«Сестры Агонии» наблюдали за ней, посмеиваясь и толкая друг друга локтями. Не просто пялились, как скучающие сучки за университетским корпусом, наблюдая, как кого-то вколачивают лицом в землю — впитывали ее боль, точно изысканное вино. Смаковали каждый глоток. Вот уж кто точно оценил бы кровь сестрицы Барби на вкус…
— Довольно, — холодно и кратко произнесла Фальконетта. Единственная из всех равнодушная к происходящему, она походила на статую из пепла, какую-то причудливую театральную декорацию, которую спрятали в чулан до лучших времен, но позабыли, — Не станем тяготить сестру Барби своим обществом сверх положенного.
В руке у нее появился пистолет — тяжелый голландский бландербасс, массивный как мушкет, у которого отпилили приклад и добрую половину ствола. Невозможно было представить, как эта штука укрывалась под серым камзолом, обтягивающим тощую фигуру Фальконетты, состоящую из одних только острых, неправильно сросшихся, костей, но наверняка эта штука появилась не из воздуха.
Барбаросса ощутила секундное головокружение — словно все те удары, которыми «сестрички» осыпали ее голову, только сейчас дошли до цели, слившись в один-единственный сокрушительный хук. В ушах тонко и мягко запело, мир пред глазами помутнел, не то потеряв некоторые оттенки, не то приобретя новые.
Барбаросса ощутила, как обожгло душу. Не страхом смерти — этот страх она хорошо знала — чем-то холодным и влажным. Точно она накинула на обгоревшие плечи чей-то чужой дорожный плащ, тяжелый и мокрый.
Пошатываясь и давясь кровью, она поднялась на ноги. Эти шалавы никому не смогут похвастать, что застрелили сестру Барбароссу, стоящую на коленях или валяющуюся на полу, точно сверток грязного белья. Нет, суки. Вам придется выстрелить мне в лицо. И черт бы вас побрал, это лицо вы запомните на весь остаток своей жизни, потому что оно будет ждать вас в Аду, вы, дранные козлоебские гнойные дырки…

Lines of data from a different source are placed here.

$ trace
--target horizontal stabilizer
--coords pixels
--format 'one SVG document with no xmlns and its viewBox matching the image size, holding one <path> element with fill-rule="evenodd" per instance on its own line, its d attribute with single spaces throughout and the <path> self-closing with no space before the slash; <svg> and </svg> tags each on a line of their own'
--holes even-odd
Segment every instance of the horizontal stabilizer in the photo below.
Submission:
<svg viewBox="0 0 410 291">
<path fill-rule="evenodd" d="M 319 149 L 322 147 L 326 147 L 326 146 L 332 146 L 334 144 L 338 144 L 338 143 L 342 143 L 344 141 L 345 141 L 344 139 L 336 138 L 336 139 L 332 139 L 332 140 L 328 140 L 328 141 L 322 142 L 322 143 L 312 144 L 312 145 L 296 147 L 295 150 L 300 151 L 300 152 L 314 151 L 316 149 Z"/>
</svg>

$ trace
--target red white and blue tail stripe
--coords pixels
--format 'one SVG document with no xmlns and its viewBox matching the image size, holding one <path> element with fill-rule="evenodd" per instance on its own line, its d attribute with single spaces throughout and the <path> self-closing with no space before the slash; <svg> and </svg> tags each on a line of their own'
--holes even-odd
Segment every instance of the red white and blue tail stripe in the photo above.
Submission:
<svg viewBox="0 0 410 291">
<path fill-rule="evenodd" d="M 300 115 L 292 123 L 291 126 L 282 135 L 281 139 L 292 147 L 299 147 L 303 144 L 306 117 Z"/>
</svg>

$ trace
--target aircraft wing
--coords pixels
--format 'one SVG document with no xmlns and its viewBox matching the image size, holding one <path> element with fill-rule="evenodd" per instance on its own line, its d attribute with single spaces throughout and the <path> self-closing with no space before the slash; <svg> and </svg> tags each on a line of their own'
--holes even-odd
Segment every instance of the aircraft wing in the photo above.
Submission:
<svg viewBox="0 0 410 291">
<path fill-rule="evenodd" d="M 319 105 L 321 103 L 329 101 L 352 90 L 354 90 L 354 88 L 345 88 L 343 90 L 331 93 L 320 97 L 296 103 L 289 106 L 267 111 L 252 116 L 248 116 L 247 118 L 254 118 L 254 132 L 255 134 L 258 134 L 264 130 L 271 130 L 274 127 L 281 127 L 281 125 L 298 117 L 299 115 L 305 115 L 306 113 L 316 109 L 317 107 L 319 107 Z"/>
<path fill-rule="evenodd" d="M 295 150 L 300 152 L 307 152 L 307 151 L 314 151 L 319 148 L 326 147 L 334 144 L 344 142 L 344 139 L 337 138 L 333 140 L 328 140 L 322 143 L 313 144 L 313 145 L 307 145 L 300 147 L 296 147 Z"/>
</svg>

Кажется, она слышала скрип пальца Фальконетты на спусковом крючке.
Бандербасс смотрел ей в лицо, она отчетливо видела, как в его широком стволе колеблется, испуская едва заметный дымок, зыбкий клубок марева. Демон. Там, запертый в стволе, сидит терпеливый демон, послушный воле Фальконетты, который выскочит оттуда со скоростью молнии и разорвет ее на части. Или придумает кончину похуже, как для Атрезии или Диффенбахии…
Барбаросса ощутила, как ноют уцелевшие зубы.
Наверно, это похоже на падение в потухшую угольную яму, успела подумать она. Не будет даже грохота. Просто щелчок курка — и долгое, долгое падение.
Это не так уж страшно. В детстве она не раз падала в отцовские ямы, иногда случайно, иногда нарочно, бравируя перед младшими братьями и сестрами. Надо лишь сгруппироваться и держать рот закрытым, чтобы не наглотаться сажи.
В этот раз все будет так же. Только в конце будет ждать не приятная прохлада и хрустящая под ногами зола, а раскаленные адские моря, полные кипящей меди и ртути…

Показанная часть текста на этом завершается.